HumMod - Large Scale Physiological Models in Modelica Jiri Kofranek Marek Matejak Pavol Privitzer Institute of Pathophysiology, First Faculty of Medicine, Charles University U nemocnice 5, 128 53 Praha 2, Czech Republic
[email protected] [email protected] [email protected]
Abstract Modelica is being used more and more in industrial applications, but Modelica is still not used as much in biomedical applications. For a long time we have mostly been using Matlab/Simulink models, made by Mathworks, for the development of models of physiological systems. Recently, we have been using a simulation environment based on the Modelica language. In this language, we implemented a large scale model of interconnected physiological subsystems containing thousands of variables. Model is a richly hierarchically structured, easily modifiable, and “self-documenting”. Modelica allows a much clearer than other simulation environments, to express the physiological nature of the modeled reality. Keywords: simulation; physiology; large-scale model
1 Introduction It is simply amazing how fast the Modelica simulation language adopted various commercial development environments. Modelica is being used more and more in industrial applications. However, Modelica is still not used as much in biomedical applications. The vast majority of biomedical simulation applications are still done in casual, block-oriented environments. These include referencing database development environments for biomedical models (such as the JSIM language - http://physiome.org/model/doku. php or CellML language - http://www.cellml.org/).

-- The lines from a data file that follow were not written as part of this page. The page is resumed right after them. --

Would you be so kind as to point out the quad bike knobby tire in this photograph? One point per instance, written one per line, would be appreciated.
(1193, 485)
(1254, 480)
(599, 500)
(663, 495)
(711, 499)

A frequently used environment in biology and medicine is Matlab/Simulink – monographs dedicated to biomedicine models are usually equipped with additional software used in this environment, but so far without the use of new acasual or non-casual Simulink libraries, such as [24, 28, 32]. However, already in 2006, Cellier and Nebot [5] pointed out the benefits of Modelica, when used for clear implementation of physiological systems descriptions and interpretations. The classic McLeod‘s circulation system model was implemented by PHYSBE (PHYS-
iological Simulation Benchmark Experiment) [25, 26, 27]. The difference is clearly seen, if we compare the Cellier model implementation [5] with the freely downloadable version of the PHYSBE model implementation in Simulink http://www.mathworks.com/ products/demos/simulink/physbe/. Haas and Burnhan, in their recently published monograph, pointed out the benefits and large potential of the Modelica language used for modeling medically adaptive regulatory systems [9]. The most recent, Brugård [4] talks about work on the implementation of the SBML language (http://sbml.org/) in the Modelica language. This would enable us in the future, to simply run models, whose structure is described in the SBML language, on development platforms, based on the Modelica language.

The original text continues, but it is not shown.